Neurophysiologists agree that to "hear" the
sound thus takes
around 80 to 100 mSec from the stimulus. The
auditory ERP's are
very close to visual evoked potential (retina to
cortex) which is
70-120 msec. Neurophysiologists report that
female EP's are on
average about 10% faster than male's. There is
possibly a
physiological basis for women to be sharper.
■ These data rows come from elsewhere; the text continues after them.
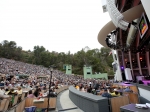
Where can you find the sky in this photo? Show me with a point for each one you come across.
(58, 25)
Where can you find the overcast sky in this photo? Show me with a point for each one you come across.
(58, 25)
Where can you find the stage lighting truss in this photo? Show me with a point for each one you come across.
(116, 16)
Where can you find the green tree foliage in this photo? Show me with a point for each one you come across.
(99, 59)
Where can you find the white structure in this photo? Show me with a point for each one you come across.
(116, 63)
(128, 74)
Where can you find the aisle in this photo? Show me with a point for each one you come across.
(64, 104)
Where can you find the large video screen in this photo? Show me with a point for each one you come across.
(142, 26)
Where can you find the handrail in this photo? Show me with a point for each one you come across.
(20, 106)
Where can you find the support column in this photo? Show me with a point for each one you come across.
(130, 58)
(139, 64)
(118, 72)
(148, 61)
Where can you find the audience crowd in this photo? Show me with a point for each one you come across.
(14, 86)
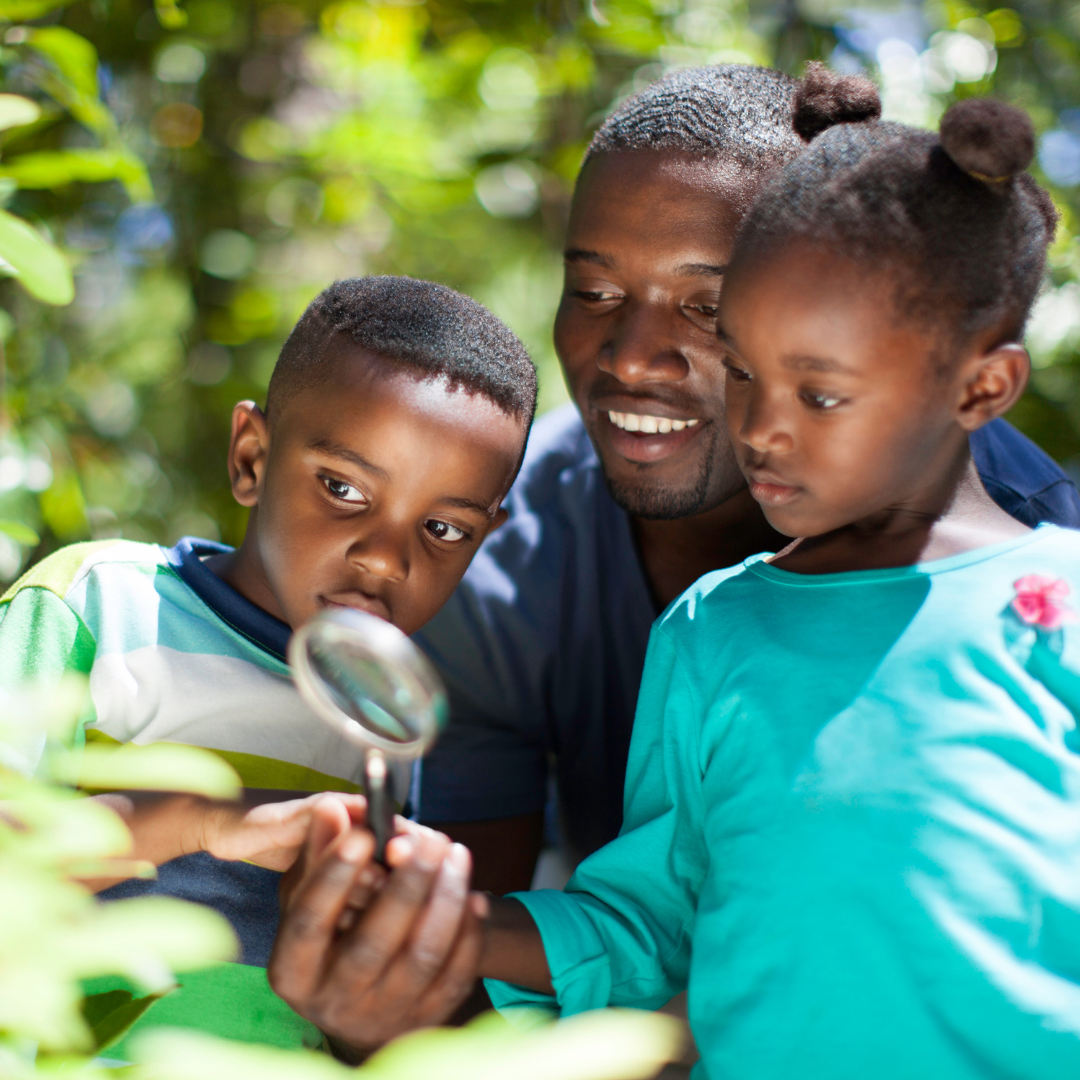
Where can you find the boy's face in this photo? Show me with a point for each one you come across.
(372, 489)
(836, 408)
(649, 238)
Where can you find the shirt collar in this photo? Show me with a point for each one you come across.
(247, 619)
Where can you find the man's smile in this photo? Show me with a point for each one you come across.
(648, 432)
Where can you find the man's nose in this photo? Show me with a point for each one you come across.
(764, 423)
(381, 553)
(644, 347)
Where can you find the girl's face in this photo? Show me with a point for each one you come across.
(835, 408)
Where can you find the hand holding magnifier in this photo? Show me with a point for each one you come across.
(375, 688)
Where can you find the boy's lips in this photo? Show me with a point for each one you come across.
(648, 432)
(358, 602)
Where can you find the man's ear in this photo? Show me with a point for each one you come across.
(248, 447)
(995, 380)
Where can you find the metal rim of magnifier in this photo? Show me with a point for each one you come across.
(381, 639)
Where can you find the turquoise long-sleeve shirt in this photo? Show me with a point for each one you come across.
(852, 826)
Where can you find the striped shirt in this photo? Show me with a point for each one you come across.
(174, 655)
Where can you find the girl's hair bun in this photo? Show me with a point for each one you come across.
(824, 98)
(988, 139)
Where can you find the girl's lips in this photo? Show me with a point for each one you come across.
(772, 495)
However, a quick look at the 2003 WC Womens
100m Semi-finals and
finals shows the average reaction time to be
0.158 sec (std dev
0.027) - not significantly different to the mens
0.156. Even though
the womens 100m times are nearly 800 mSec
slower, they're not
losing anything at the start. If womens EP's are
theoretically
faster, this is not getting translated into
speed off the
blocks.
Interestingly, there was virtually no
correlation between
reaction time and sprint time (correlation r2=0.002).
Here
is the scatter diagram:
Figure 6 - Womens 100m
Sprint Reaction Times
2003 WC F & SF
All the meets discussed above have used silent
gun starting. As
discussed in the Did Sydney Blocks Rob Mo
Greene Of Olympic Record?(Track
&
Field newsletter 2001, was http://www.trackandfieldnews.com/results/newsletter/200105/reaction_times.html,
now defunct and not in internet archive), use of
unsilenced guns in the 2000 Sydney
Olympics cost gun reactors up to 0.05 seconds -
and rewarded the
gun anticipators by allowing them to play with a
0.05 larger margin
above the 0.100 threshold
If athletes were able to see and react to the
gun smoke,
there might not have been this sound-delay
disadvantage. But maybe
watching for smoke would need your head up in
the wrong position for
a good start and defeats the end of getting
away faster.
Conclusion
There are physical limits to how fast an athlete
can react to the
starters' gun. While the official IAAF rules set a
limit of 0.100
seconds, it's likely that anyone reacting in less
than 0.120
seconds has anticipated the gun.
The new false start rules introduced in Jan
2003 have raised the
stakes for those who want to gamble on
anticipating the gun. This
saw two high profile athletes watch the World
Championship 100m
from the sidelines, after their disqualification
under the new
rules.
Nevertheless, the reaction times, and the
individual variations
in it, can easily swamp the margins by which the
world record has
been improved in recent years. Timing methods
used at the Sydney
2000 Olympics recorded events to 2 decimal
places, but didn't match
the accuracy standards in use at IAAF world
championship events.
The flaws may well have prevented Maurice Greene
setting a world
record that would still stand at the end of
2003. At least at
Sydney 2000, the second decimal digit did not
have the same
significance as at the world championship. And
Greene lost a world
record to Montgomery's Sep 2002 wind and luck
assisted 9.78
run.
Perhaps its reasonable to question whether,
more generally, the
second decimal digit ever does represent
something that an athlete
has control over. When records get down to
improving only the
second decimal digits (hundredths of a second),
they are likely to
be largely a matter of luck or being able to
persist long enough
until luck comes your way.
First published 21st
September, 2002, Last Revised 25th Jan 2017,
relocated to new host, dead links removed,
internet archive pdf substituted where possibl.